Une plume virevoltante

    Son flot de paroles riche et élégant impressionne. Son sourire et son enthousiasme expansif séduisent. Denitza Bantcheva, précoce et prolifique auteur de littérature et de poésie est aussi reconnue dans le milieu du cinéma. Vice-présidente de l'Académie des Lumières, membre du Jury du prix du meilleur livre de cinéma, elle a écrit deux monographies de référence sur Melville et Clément.

    C'était pour présenter le film de ce dernier, « Quelle joie de vivre » dont elle a signé l'adaptation des sous-titres dans sa version restaurée, qu'elle était invitée le 8 avril dernier par la Cinémathèque et l'Association Henri Langlois. Rencontre avec un sacré personnage.

Aurélie Dunouau : Poète, romancière, docteur és-Lettres modernes, comment en êtes-vous venue à vous intéresser au cinéma et aux grands réalisateurs sur lesquels vous avez écrit, comme René Clément, Joseph Losey, Jean-Pierre Melville ou encore Fassbinder ?

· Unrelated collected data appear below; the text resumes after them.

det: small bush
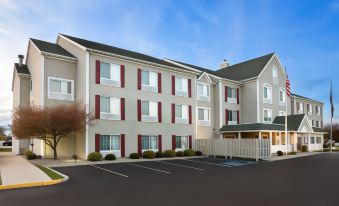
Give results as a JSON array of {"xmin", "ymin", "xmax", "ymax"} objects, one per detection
[
  {"xmin": 195, "ymin": 151, "xmax": 203, "ymax": 156},
  {"xmin": 323, "ymin": 144, "xmax": 329, "ymax": 149},
  {"xmin": 87, "ymin": 152, "xmax": 102, "ymax": 161},
  {"xmin": 105, "ymin": 154, "xmax": 116, "ymax": 161},
  {"xmin": 129, "ymin": 153, "xmax": 140, "ymax": 159},
  {"xmin": 72, "ymin": 154, "xmax": 78, "ymax": 162},
  {"xmin": 176, "ymin": 151, "xmax": 184, "ymax": 157},
  {"xmin": 24, "ymin": 150, "xmax": 33, "ymax": 157},
  {"xmin": 37, "ymin": 155, "xmax": 42, "ymax": 159},
  {"xmin": 27, "ymin": 153, "xmax": 38, "ymax": 160},
  {"xmin": 142, "ymin": 150, "xmax": 155, "ymax": 159},
  {"xmin": 277, "ymin": 151, "xmax": 284, "ymax": 156},
  {"xmin": 288, "ymin": 151, "xmax": 297, "ymax": 155},
  {"xmin": 155, "ymin": 152, "xmax": 164, "ymax": 158},
  {"xmin": 163, "ymin": 150, "xmax": 176, "ymax": 157},
  {"xmin": 301, "ymin": 145, "xmax": 308, "ymax": 152},
  {"xmin": 184, "ymin": 149, "xmax": 195, "ymax": 156}
]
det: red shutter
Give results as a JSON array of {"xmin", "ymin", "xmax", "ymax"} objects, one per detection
[
  {"xmin": 95, "ymin": 134, "xmax": 100, "ymax": 152},
  {"xmin": 158, "ymin": 73, "xmax": 162, "ymax": 93},
  {"xmin": 237, "ymin": 88, "xmax": 239, "ymax": 104},
  {"xmin": 137, "ymin": 100, "xmax": 141, "ymax": 121},
  {"xmin": 95, "ymin": 95, "xmax": 100, "ymax": 119},
  {"xmin": 171, "ymin": 103, "xmax": 175, "ymax": 123},
  {"xmin": 172, "ymin": 135, "xmax": 176, "ymax": 150},
  {"xmin": 120, "ymin": 65, "xmax": 125, "ymax": 88},
  {"xmin": 121, "ymin": 134, "xmax": 125, "ymax": 157},
  {"xmin": 189, "ymin": 135, "xmax": 192, "ymax": 149},
  {"xmin": 172, "ymin": 75, "xmax": 175, "ymax": 95},
  {"xmin": 189, "ymin": 105, "xmax": 192, "ymax": 124},
  {"xmin": 158, "ymin": 102, "xmax": 162, "ymax": 123},
  {"xmin": 158, "ymin": 135, "xmax": 162, "ymax": 152},
  {"xmin": 188, "ymin": 79, "xmax": 192, "ymax": 97},
  {"xmin": 137, "ymin": 68, "xmax": 141, "ymax": 90},
  {"xmin": 96, "ymin": 60, "xmax": 100, "ymax": 84},
  {"xmin": 225, "ymin": 86, "xmax": 228, "ymax": 102},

Denitza Bantcheva : Pour commencer, j'étais depuis mon enfance très cinéphile, j'ai eu la chance d'avoir une mère cinéphile qui était germaniste de formation qui m'a fait connaître Fassbinder quand j'étais petite, ainsi que Fellini, Visconti... et donc j'y ai pris goût très tôt. J'ai commencé à lire des livres de cinéma vers 10-12 ans. Je suis, dans le domaine du cinéma, totalement autodidacte, ayant fait des études littéraires et non pas des études d'histoire du cinéma mais je m'y suis formée par mes propres moyens.

    Il se trouve que progressivement - entre temps, très jeune, j'avais publié des poèmes à partir de mes 12 ans - j'ai eu la chance, lorsque j'étais étudiante, de publier des articles de cinéma dans des revues parce que des gens qui me connaissaient en tant qu'auteur et cinéphile me l'avaient proposé.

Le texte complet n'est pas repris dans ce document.